New Waves of Settlers Come into Brandenburg

But Brandenburg-Prussia was able to recover more quickly from the ravages of war than its neighbors and enjoyed an economic boom in the second half of the seventeenth century. Elector Friedrich Wilhelm brought craftsmen, manufacturers, and merchants from abroad to revive the economy. Dutch silk and damask weavers moved to Potsdam, for example, where a Dutch faience industry was also founded.

Friedrich Wilhelm’s rule also saw the issuance of the Edict of Potsdam (1685), which granted the Huguenots and others who fled France religious freedom and the right of establishment in the Brandenburg-Prussian state. The linguistic traces of the Huguenots can be heard especially in Berlin and in the Uckermark; for example: Pansch  from the French Panse ‘belly, abdomen’; Schwieten from the French suite ‘jokes, stupidities’; Budike from the French boutique ‘a grocery store, restaurant, pub.’

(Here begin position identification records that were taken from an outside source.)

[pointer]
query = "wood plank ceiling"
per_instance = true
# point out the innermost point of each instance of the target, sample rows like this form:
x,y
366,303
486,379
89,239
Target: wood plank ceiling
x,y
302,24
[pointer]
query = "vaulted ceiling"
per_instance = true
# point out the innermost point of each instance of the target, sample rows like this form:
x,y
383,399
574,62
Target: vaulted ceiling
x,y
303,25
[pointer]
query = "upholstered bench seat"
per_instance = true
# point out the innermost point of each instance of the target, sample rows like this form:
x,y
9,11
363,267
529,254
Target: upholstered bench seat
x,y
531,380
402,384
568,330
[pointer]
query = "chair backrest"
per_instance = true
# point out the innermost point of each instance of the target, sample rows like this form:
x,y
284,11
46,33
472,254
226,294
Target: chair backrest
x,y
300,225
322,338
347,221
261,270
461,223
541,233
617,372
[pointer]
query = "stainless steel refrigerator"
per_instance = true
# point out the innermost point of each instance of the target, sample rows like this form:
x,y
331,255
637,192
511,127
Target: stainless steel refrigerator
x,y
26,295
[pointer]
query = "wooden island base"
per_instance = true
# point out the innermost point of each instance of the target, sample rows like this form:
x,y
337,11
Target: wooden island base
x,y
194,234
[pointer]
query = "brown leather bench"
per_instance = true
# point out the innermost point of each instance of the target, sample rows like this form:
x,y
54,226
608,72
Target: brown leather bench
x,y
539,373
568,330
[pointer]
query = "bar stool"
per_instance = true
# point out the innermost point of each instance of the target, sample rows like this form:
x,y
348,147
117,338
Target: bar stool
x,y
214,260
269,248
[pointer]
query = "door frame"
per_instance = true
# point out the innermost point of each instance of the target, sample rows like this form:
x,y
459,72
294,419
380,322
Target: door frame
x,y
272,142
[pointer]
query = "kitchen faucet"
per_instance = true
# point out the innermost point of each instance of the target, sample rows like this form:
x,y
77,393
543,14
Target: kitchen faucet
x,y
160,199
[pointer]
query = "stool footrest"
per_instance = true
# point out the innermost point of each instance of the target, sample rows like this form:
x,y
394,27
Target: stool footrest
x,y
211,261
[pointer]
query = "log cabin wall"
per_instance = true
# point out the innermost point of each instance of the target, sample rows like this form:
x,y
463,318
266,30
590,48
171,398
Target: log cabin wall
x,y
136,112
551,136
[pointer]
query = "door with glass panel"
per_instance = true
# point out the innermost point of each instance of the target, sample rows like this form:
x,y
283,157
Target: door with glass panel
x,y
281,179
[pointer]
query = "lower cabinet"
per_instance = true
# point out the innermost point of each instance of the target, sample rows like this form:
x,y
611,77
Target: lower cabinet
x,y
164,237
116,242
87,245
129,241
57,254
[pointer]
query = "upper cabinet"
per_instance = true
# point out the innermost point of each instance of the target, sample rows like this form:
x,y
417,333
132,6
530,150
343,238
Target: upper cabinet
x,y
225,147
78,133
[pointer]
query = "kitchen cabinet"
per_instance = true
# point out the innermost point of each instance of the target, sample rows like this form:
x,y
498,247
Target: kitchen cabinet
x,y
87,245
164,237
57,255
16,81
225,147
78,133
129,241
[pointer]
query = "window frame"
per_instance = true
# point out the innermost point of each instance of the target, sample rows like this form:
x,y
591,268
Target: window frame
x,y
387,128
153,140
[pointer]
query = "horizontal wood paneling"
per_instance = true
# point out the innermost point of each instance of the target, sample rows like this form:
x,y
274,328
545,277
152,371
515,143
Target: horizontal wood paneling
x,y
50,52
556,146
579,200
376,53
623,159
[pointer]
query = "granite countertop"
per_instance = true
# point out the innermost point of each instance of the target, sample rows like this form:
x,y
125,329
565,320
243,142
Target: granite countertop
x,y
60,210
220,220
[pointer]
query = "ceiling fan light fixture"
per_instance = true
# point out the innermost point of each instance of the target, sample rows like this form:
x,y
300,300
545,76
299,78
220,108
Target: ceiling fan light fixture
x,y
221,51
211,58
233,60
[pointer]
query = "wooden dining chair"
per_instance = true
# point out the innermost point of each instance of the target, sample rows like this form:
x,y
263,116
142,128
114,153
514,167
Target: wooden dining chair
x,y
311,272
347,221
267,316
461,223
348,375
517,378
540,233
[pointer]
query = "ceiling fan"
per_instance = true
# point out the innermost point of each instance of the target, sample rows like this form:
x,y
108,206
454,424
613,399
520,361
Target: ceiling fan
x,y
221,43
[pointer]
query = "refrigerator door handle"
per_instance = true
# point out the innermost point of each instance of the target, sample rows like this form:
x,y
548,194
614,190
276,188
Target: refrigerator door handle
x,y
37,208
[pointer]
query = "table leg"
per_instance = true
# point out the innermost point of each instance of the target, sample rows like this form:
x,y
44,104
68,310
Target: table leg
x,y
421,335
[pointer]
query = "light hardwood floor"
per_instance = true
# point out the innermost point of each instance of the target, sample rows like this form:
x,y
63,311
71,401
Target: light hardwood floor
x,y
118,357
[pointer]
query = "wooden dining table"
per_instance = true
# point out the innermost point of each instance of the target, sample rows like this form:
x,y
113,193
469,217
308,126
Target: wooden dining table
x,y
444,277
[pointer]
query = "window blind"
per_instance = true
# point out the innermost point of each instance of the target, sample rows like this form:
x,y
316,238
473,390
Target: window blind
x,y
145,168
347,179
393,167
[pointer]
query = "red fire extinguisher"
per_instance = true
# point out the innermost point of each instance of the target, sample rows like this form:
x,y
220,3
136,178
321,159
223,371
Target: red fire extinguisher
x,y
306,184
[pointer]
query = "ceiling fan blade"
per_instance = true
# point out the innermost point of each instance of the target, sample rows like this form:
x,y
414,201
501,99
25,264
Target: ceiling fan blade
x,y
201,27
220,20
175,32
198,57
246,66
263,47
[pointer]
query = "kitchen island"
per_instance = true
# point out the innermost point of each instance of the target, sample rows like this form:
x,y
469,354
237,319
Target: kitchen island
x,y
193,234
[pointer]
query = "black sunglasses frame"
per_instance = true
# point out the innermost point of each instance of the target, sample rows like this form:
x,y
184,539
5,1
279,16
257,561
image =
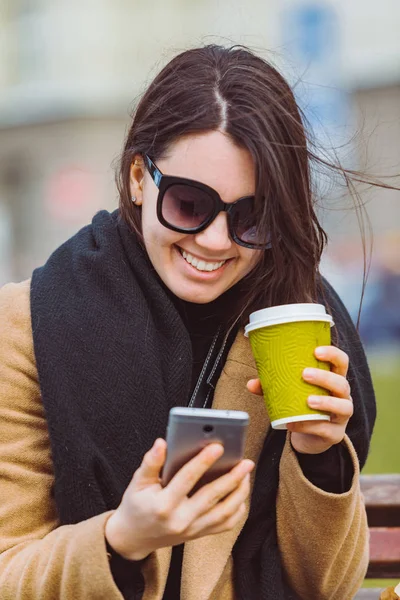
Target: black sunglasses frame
x,y
163,182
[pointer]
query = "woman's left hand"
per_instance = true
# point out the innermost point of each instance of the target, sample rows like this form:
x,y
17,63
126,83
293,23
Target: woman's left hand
x,y
314,437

Other settlers from abroad were brought into the country in the course of Friedrich the Great’s colonization policies, including for example cloth-workers from Silesia as well as Bohemian weavers and spinners. Several new settlements rose up. In Potsdam-Babelsberg, the colony of weavers and spinners was named nowa ves (‘New Village’) in the colonists’ language. 

 

Industrialization and its Effects on Dialects

The industrialization that began in the nineteenth century was an important development for language development in Brandenburg as well as the entire Germanophone world. The development of new production branches and processes based on scientific research led to an industrial expansion throughout the entire country. The character of work also changed in this context. The new conditions of communication were influenced by the movement of the rural population into the cities to find work. The multitude of new work tools and techniques for the modern organization of work were lacking names and descriptions, which were created in the course of their invention and implementation. There were no correspondences for these terms in the dialects, and dialects could no longer meet communicative requirements. Increasing numbers of speakers were forced to avoid using their own dialect at the workplace, shifting their dialect usage increasingly into the private and familial sphere.

 

After the Second World War

During the Second World War and after its conclusion, there were observable developments that fostered the decline of dialect usage that had already begun earlier. In this context, the following facts are important: the state of Brandenburg was a transit area and destination for settlers; the development of industry and the new construction of large industrial facilities – for example the steel and milling factories in Brandenburg and Hennigsdorf, the large power plants in Trattendorf, Vettschau and Lübbenau, and the textile plant in Cottbus, among others; the emergence of a new form of mass communication in television; the almost exclusive orientation towards standardized language in classroom instruction, as well as the spatial division of work and living, which demanded greater mobility from people.

 

Communication on the basis of dialect therefore became increasingly diminished. Recent efforts, however, have sought to create greater prestige for Low German as a regional language, in Brandenburg as well.